Consoló mucho al conde esta franca confesión, que ponía de manifiesto la inocencia de su esposa; y acto seguido hizo una seña para que volviesen a Golo a la prisión. Una vez solo, ocultó el rostro entre sus manos y entregóse de nuevo a sus transportes de pena, abominando de los coléricos ímpetus que le arrebataban.

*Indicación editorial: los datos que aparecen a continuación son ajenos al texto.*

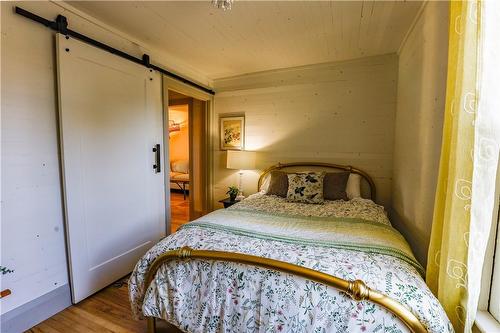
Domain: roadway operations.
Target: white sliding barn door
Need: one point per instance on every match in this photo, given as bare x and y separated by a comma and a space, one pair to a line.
110, 120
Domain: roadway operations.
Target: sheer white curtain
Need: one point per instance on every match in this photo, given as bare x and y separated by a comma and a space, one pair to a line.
486, 152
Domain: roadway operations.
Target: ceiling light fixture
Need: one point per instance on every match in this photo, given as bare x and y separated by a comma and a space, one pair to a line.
222, 4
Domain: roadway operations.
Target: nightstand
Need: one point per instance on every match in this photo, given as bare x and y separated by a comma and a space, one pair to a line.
228, 203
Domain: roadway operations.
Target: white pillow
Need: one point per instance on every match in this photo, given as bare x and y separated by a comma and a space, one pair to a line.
353, 188
181, 166
265, 184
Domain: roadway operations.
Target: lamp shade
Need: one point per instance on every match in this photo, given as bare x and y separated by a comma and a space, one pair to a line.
240, 159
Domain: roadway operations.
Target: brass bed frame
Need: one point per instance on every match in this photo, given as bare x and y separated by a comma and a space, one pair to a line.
356, 289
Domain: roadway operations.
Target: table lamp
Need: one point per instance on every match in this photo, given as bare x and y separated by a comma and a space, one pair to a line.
240, 160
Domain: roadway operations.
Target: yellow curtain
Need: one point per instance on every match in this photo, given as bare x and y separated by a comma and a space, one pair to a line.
447, 261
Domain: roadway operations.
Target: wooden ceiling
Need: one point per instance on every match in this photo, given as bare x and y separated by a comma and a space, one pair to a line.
260, 35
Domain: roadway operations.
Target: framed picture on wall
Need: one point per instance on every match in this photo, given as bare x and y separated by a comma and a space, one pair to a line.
232, 133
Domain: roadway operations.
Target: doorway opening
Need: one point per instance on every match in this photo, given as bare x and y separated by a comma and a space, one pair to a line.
187, 132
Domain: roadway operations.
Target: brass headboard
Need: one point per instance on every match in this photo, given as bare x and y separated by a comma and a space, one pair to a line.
280, 166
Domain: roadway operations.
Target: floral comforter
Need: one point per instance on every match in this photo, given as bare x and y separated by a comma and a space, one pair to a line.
351, 241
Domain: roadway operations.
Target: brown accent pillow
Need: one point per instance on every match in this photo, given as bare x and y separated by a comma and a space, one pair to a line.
334, 185
278, 184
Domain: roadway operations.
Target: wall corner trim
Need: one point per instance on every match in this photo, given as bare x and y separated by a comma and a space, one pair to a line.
29, 314
412, 25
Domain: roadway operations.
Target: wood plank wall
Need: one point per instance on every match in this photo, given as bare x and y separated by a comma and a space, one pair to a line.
341, 112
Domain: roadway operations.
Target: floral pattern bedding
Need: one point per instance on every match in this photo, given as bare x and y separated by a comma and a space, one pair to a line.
209, 296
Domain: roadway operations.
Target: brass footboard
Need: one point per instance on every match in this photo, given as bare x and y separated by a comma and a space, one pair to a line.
357, 289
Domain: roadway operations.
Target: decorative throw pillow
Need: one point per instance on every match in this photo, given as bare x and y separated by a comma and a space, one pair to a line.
305, 187
278, 185
334, 186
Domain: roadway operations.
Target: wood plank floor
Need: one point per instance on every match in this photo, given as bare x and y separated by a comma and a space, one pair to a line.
180, 210
107, 311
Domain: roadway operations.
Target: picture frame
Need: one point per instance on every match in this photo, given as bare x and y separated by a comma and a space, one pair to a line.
232, 133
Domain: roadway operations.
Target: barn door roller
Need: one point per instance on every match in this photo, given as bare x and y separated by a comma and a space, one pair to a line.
61, 25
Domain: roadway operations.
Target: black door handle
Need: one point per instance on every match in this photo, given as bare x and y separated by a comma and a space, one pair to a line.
157, 165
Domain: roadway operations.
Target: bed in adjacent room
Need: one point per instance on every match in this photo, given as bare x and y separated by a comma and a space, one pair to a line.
350, 238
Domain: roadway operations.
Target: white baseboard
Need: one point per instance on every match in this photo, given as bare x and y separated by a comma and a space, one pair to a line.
28, 315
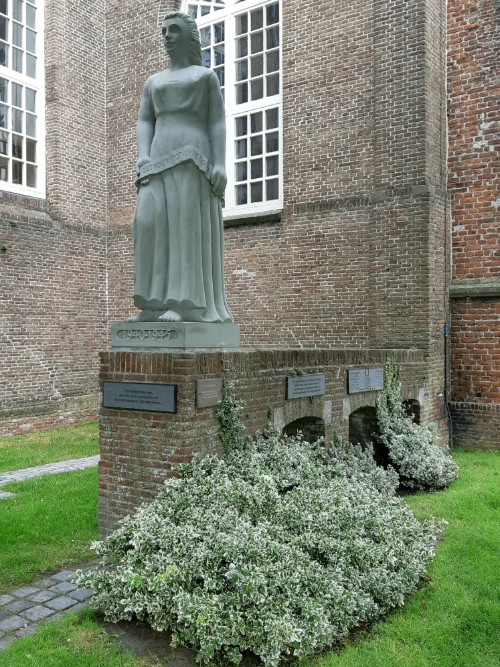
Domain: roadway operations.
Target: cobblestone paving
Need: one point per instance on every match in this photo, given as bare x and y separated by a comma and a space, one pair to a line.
47, 469
22, 610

Apoderóse de él, desde entonces, una profunda tristeza que, aumentando de día en día, llegó a poner en peligro su existencia. Había momentos en que su dolor llegaba al paroxismo. Todos los caballeros de la comarca, que eran amigos suyos y habían regresado a sus castillos inmediatamente después que él, visitábanle y se esforzaban en darle consuelos, pero eran inútiles cuantos afanes se tomaban para disipar su tristeza. Negábase a participar de toda distracción, y sólo consentía en salir del aposento de Genoveva para ir a la capilla del castillo.

Su primer cuidado fue hacer que buscaran el ignorado sepulcro de Genoveva, pues quería llorar sobre él y hacerle al cadáver los honores correspondientes. Mas, por más que se hizo no fue posible encontrarlo. Los verdugos habían desaparecido del condado hacía mucho tiempo, y nadie sabía dónde paraban. Entonces, el desventurado conde mandó celebrar unas solemnes honras fúnebres en la iglesia del dominio, a las que asistieron todos los caballeros de la comarca con sus esposas, que eran todas ilustres damas, una multitud de los pueblos inmediatos, y, por último, toda la servidumbre; la concurrencia, en cuyos rostros veíase retratado el dolor más sincero, era tanta, que sólo pudo caber en la iglesia una décima parte de ella.

Acabado el oficio, hizo el conde que repartieran entre los pobres abundantes limosnas, y mandó erigir un monumento en una capilla de la iglesia, y grabar en ella con letras de oro una inscripción, por medio de la cual llegase a la posteridad la lamentable historia de la desventurada Genoveva.